Pliny, Letters to Friends 18, to Junius Mauricius
“What could you ask me to do which would be more pleasant than to find a teacher for your nephews? Because of this favor, I am going back to school and it’s like I am returning to the sweetest time of my life. I sit among the young as I used to and I am even learning how much authority I have among them from my own writings.
Just recently they were joking among themselves in a full classroom when several senators were present. But when I came in, they were silent. I am telling you this only because it confers more praise on them than on me and I want you never to fear that your brother’s sons won’t learn properly.

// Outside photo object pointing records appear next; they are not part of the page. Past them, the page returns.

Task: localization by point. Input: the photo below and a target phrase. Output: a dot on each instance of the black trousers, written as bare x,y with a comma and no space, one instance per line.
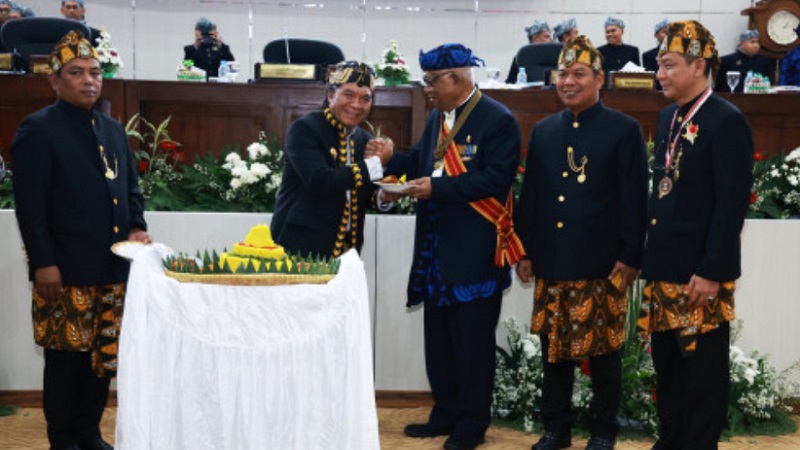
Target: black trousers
692,391
557,385
460,363
74,398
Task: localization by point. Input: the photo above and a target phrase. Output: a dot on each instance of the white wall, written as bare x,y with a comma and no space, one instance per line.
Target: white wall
150,34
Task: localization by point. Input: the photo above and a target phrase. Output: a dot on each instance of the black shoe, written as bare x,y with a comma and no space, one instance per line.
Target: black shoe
426,430
553,441
97,444
463,442
598,443
660,446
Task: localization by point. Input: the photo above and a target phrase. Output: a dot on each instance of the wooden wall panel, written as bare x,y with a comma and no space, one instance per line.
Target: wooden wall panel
207,117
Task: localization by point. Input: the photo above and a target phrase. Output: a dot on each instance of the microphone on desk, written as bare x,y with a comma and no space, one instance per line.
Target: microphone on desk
286,42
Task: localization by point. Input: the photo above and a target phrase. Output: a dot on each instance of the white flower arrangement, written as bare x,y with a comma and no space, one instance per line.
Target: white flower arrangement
106,53
392,68
254,176
776,186
756,390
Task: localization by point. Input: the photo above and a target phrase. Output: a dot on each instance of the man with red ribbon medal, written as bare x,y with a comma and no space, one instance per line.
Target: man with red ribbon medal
461,172
701,191
582,215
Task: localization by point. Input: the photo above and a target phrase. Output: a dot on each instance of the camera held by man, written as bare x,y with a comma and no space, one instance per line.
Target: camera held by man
208,50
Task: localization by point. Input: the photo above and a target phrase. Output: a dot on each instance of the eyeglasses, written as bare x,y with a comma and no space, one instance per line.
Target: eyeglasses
429,81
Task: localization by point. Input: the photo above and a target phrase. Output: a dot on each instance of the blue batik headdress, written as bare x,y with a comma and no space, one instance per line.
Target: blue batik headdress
448,56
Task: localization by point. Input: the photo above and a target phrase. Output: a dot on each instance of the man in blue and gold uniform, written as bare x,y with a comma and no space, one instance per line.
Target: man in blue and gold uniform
330,162
461,172
701,192
76,193
581,215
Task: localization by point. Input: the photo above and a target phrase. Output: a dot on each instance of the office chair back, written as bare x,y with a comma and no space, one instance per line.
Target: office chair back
304,51
538,59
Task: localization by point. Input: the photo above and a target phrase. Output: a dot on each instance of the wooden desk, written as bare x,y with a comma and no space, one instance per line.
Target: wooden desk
207,117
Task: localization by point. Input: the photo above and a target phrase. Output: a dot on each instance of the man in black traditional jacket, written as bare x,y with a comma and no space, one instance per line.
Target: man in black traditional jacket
701,192
581,216
329,168
76,193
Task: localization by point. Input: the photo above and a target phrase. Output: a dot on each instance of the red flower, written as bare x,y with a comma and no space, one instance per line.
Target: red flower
178,156
586,367
169,146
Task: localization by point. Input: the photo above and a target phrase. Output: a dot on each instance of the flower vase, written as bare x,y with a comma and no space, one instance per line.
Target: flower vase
392,82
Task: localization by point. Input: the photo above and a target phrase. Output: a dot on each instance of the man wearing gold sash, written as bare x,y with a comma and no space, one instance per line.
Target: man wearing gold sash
581,215
461,172
701,191
76,193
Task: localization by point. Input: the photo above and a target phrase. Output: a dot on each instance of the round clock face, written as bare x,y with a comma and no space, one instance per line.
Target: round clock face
780,27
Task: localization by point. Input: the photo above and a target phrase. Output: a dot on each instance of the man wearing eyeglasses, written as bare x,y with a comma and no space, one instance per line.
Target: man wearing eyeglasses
460,172
330,164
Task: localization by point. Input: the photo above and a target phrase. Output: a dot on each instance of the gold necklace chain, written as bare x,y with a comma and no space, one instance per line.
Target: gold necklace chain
581,170
109,174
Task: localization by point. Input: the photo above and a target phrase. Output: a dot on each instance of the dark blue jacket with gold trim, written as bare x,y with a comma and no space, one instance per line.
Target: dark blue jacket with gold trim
695,228
69,213
576,230
490,146
313,193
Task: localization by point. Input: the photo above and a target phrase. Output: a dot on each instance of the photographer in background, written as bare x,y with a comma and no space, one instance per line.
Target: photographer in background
208,49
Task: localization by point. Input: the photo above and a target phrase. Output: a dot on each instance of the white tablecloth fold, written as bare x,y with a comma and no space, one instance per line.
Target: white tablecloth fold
235,367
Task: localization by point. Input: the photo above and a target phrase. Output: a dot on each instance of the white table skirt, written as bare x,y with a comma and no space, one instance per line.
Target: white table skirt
234,367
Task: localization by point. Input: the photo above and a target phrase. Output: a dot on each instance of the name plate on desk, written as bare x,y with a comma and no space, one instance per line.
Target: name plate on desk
6,61
285,71
641,81
40,65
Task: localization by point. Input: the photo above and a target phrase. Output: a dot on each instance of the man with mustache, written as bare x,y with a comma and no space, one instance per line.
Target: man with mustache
460,172
329,167
77,193
581,215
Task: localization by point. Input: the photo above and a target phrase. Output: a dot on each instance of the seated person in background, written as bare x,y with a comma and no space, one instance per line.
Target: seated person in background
743,60
537,32
208,49
790,68
5,12
76,10
615,53
649,57
565,31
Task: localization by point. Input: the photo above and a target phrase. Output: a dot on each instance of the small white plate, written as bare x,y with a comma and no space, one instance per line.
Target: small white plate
394,188
129,249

All that’s left is for me to write you what I think of each of the teachers once I have heard them lecture and to make it same like you have heard them all yourself, as much as I can do that with a letter!”
Plinius Maurico Suo S.
Quid a te mihi iucundius potuit iniungi, quam ut praeceptorem fratris tui liberis quaererem? Nam beneficio tuo in scholam redeo, et illam dulcissimam aetatem quasi resumo: sedeo inter iuvenes ut solebam, atque etiam experior quantum apud illos auctoritatis ex studiis habeam. Nam proxime frequenti auditorio inter se coram multis ordinis nostri clare iocabantur; intravi, conticuerunt; quod non referrem, nisi ad illorum magis laudem quam ad meam pertineret, ac nisi sperare te vellem posse fratris tui filios probe discere. Quod superest, cum omnes qui profitentur audiero, quid de quoque sentiam scribam, efficiamque quantum tamen epistula consequi potero, ut ipse omnes audisse videaris.